Géneros: anuncios de preservativos

En publicidad, como en muchas otras cosas, hay géneros. No sé que entenderán los publicistas o publicitarios profesionales por géneros, pero no hablo de libros de texto, dado que no soy profesional del asunto, ni me considero experta en ningún modo. Hablo de lo que los profanos entendemos por género de un spot: anuncios de coches, anuncios de "colonia", anuncios de telefonía, anuncios de comida, de electrodomésticos, de detergente, de ropa... Es este el género al que me refiero. Y así, con esta base, me gustaría comentar de cuando en cuando en qué consisten algunos de esos género, sus tópicos, sus errores, sus logros. Y quizá mencione también algunos de esos anuncios de cada género que más me gustan o irritan.

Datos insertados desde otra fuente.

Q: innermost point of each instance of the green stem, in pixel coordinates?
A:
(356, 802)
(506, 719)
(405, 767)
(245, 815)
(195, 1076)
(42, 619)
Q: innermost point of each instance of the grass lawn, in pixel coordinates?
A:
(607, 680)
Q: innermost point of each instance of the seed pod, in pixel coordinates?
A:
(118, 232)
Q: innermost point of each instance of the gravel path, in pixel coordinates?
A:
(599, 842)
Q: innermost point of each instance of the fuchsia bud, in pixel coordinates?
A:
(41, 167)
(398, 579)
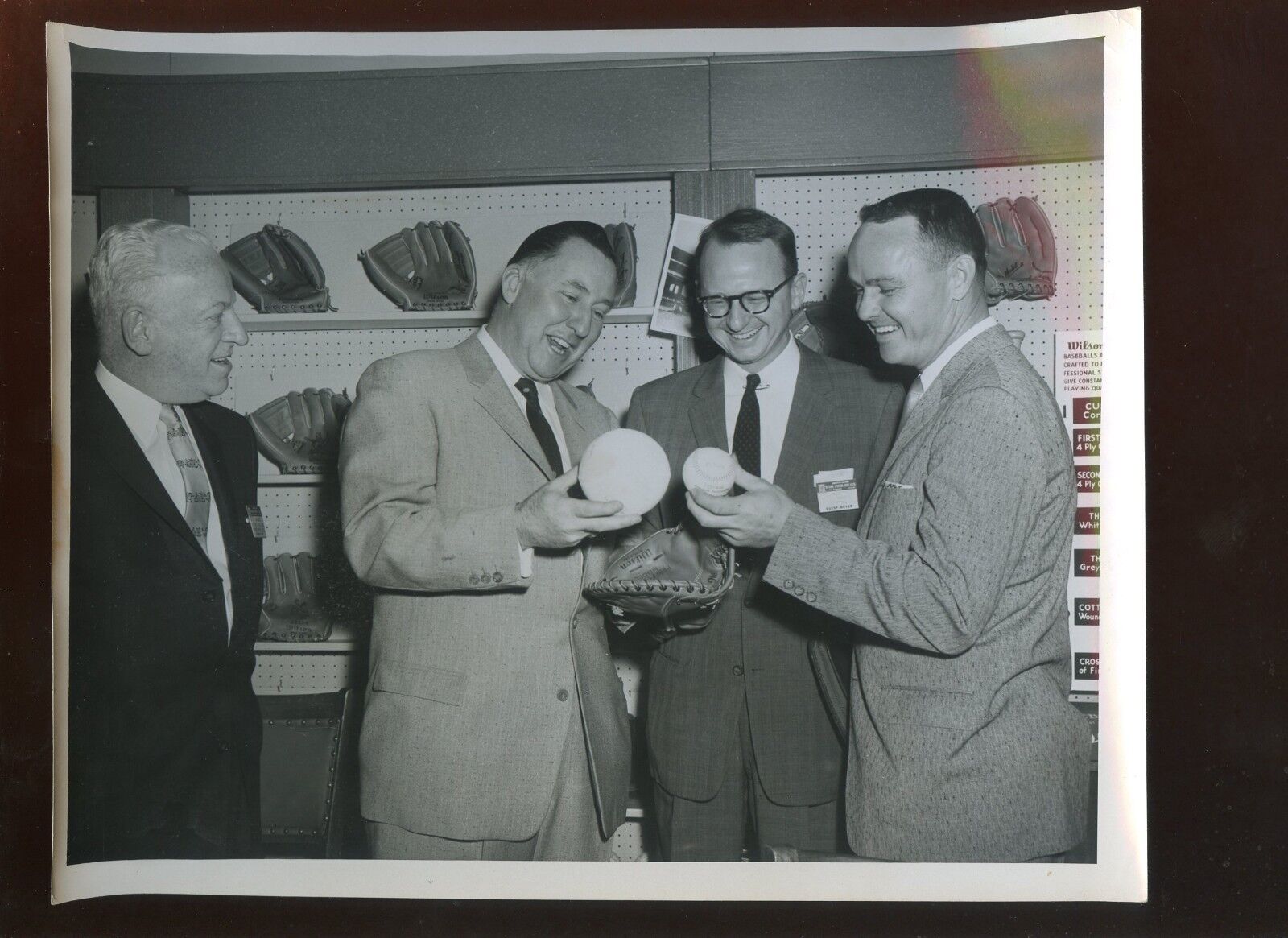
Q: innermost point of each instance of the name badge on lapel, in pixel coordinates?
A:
(255, 519)
(836, 490)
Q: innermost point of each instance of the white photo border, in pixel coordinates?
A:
(1120, 873)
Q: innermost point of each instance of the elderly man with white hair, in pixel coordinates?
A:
(167, 571)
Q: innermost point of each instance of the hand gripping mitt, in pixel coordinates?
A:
(277, 272)
(427, 267)
(1021, 248)
(300, 431)
(673, 575)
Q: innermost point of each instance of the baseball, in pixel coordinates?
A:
(710, 469)
(628, 467)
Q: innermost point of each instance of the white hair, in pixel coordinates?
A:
(126, 263)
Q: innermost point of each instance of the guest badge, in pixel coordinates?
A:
(836, 490)
(255, 519)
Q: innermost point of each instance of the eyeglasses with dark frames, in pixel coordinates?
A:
(755, 302)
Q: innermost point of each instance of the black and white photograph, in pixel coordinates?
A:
(683, 452)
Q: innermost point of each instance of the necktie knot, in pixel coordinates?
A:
(527, 386)
(541, 428)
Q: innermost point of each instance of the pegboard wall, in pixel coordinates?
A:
(624, 357)
(495, 218)
(824, 210)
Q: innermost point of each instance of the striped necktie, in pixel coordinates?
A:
(196, 508)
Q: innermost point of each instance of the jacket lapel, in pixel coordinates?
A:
(706, 406)
(493, 395)
(120, 450)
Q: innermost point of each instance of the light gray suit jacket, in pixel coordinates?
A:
(964, 745)
(474, 670)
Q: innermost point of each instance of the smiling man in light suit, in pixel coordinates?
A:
(964, 745)
(495, 725)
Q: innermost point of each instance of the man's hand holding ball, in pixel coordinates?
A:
(751, 519)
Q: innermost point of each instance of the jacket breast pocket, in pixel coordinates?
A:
(894, 514)
(929, 706)
(425, 683)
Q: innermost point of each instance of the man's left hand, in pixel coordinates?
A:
(751, 519)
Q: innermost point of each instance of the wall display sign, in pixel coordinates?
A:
(671, 312)
(1077, 390)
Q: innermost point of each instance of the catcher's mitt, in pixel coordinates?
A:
(621, 236)
(671, 575)
(1022, 261)
(293, 609)
(300, 431)
(277, 272)
(427, 267)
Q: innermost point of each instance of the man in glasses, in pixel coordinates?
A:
(737, 731)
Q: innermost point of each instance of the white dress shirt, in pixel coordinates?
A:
(774, 396)
(143, 416)
(510, 375)
(931, 371)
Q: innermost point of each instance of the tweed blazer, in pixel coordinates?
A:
(755, 647)
(964, 745)
(476, 670)
(164, 725)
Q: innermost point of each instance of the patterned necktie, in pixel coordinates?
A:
(746, 431)
(914, 393)
(540, 427)
(196, 509)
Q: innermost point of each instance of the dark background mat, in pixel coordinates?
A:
(1216, 281)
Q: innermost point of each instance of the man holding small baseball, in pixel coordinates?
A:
(495, 725)
(964, 746)
(737, 729)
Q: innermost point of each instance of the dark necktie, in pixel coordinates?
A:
(540, 425)
(746, 431)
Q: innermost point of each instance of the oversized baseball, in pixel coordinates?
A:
(710, 469)
(628, 467)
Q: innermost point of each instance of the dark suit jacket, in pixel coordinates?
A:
(841, 418)
(164, 725)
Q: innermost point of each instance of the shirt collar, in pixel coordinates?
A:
(781, 371)
(931, 371)
(509, 374)
(139, 411)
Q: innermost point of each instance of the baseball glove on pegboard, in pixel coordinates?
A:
(277, 272)
(294, 609)
(427, 267)
(673, 575)
(1022, 261)
(300, 431)
(621, 236)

Hoy querría empezar con los anuncios de preservativos. En los últimos tiempos los anuncios de condones se han modernizado a marchas forzadas. Ahora son atrevidos, sexys y muy modernos. Ya nada queda de aquella imagen del chiste del que iba a comprar condones a hurtadillas en una farmacia atestada, y el farmacéutico gritaba a pleno pulmón a la rebotica: "Merche, una caja de condones de 12 para el chaval". Si acaso, esa imagen sería ahora objeto de mofa si a alguien se le ocurriera recurrir al pasado para anunciar gomitas hoy en día.

Algunos spots de preservativos centran su fuerza en la sensualidad del tema, ofreciéndonos anuncios como el de la campaña de Control en la que dos enamorados encienden a voluntad todas las luces de la ciudad sólo con la fuerza de su pasión, o la de la pareja -también de una campaña de Control Spiral-, que oye los pensamientos del otro en plena evervescencia sexual. Otros anuncios serían los que aluden al sexo seguro, que normalmente está presente en las campañas institucionales sobre salud sexual, drogas, etc, aunque también en spots comerciales. Creo que todos recordaréis aquel sonado y controvertido lema "Póntelo, pónselo".

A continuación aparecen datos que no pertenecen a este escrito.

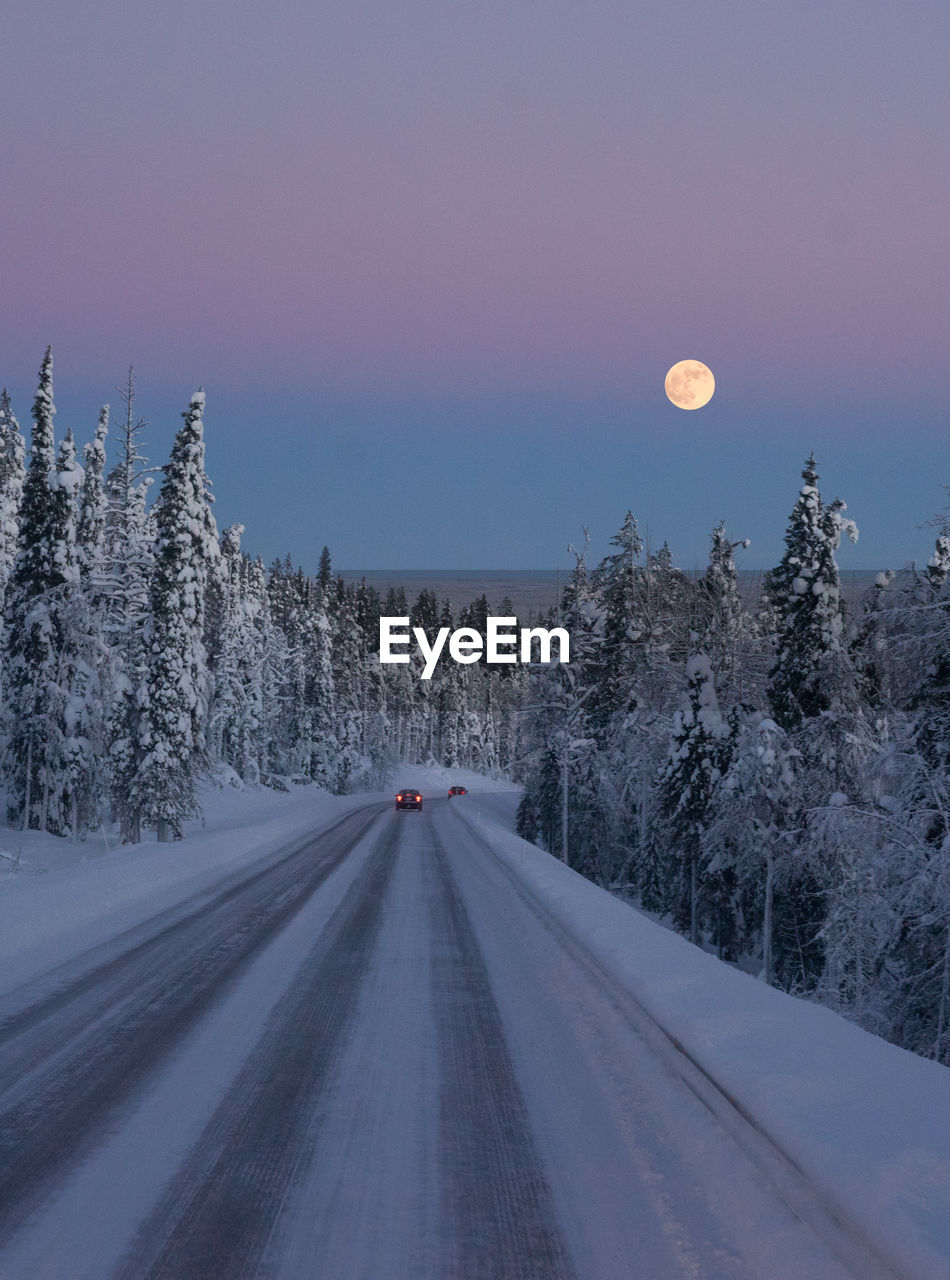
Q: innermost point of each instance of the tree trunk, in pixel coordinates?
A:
(563, 809)
(767, 920)
(693, 903)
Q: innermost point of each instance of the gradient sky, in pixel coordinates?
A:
(432, 261)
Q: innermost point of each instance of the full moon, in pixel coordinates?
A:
(690, 384)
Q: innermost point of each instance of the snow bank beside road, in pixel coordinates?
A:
(69, 897)
(64, 899)
(867, 1123)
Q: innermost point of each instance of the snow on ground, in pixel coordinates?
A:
(58, 897)
(867, 1123)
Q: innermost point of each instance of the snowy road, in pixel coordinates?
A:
(375, 1059)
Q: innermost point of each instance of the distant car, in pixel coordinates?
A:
(407, 798)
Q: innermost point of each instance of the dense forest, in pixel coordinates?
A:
(767, 775)
(144, 650)
(767, 772)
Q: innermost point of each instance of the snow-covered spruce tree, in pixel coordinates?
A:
(12, 449)
(234, 714)
(174, 700)
(324, 574)
(721, 611)
(347, 649)
(699, 752)
(805, 597)
(90, 534)
(74, 789)
(749, 841)
(42, 567)
(128, 560)
(324, 760)
(620, 577)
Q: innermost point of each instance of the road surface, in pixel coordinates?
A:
(375, 1057)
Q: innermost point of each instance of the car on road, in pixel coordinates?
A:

La última subcategoría o grupo dentro de las películas sobre preservativos serían los que recurren al humor para "quitar hierro" al asunto, o simplemente porque el sexo es divertido. De un humor un tanto siniestro, pero genial, era aquel anuncio francés para Zazoo Condoms en el que un padre desesperado sufre uno de los berrinches de su malcriado hijo en el super. Y desea haber usado un condón el día que lo concibió. Tiene muy mala leche, pero es realmente bueno. Dentro este subgénero humorístico he de recomendaros también las campañas realizadas para la marca argentina Tulipán por Young&Rubicam. Lo de Tulipán en España tiene doble guasa porque era el nombre de una margarina para los bocatas que anunció el popular Guillermo Fresser, bajando de un helicóptero para entrevistar a las mamás que preparan los sandwiches en la piscina mientras sus niños se daban chapuzones.

Pues bien, esta marca de preservativos, de cuyas campañas ya os mostré un ejemplo -aquel anuncio de la variedad Skin skin "sabor a frutilla" (cuyo enlace tenéis colgado en la zona del spot de la semana) tiene tantos y tan buenos anuncios que lo mejor es que acudáis a la propia web de Tulipán -que merece la pena visitar y que tiene varios premios por su diseño-, donde encontraréis los anuncios y otros cosas curiosas.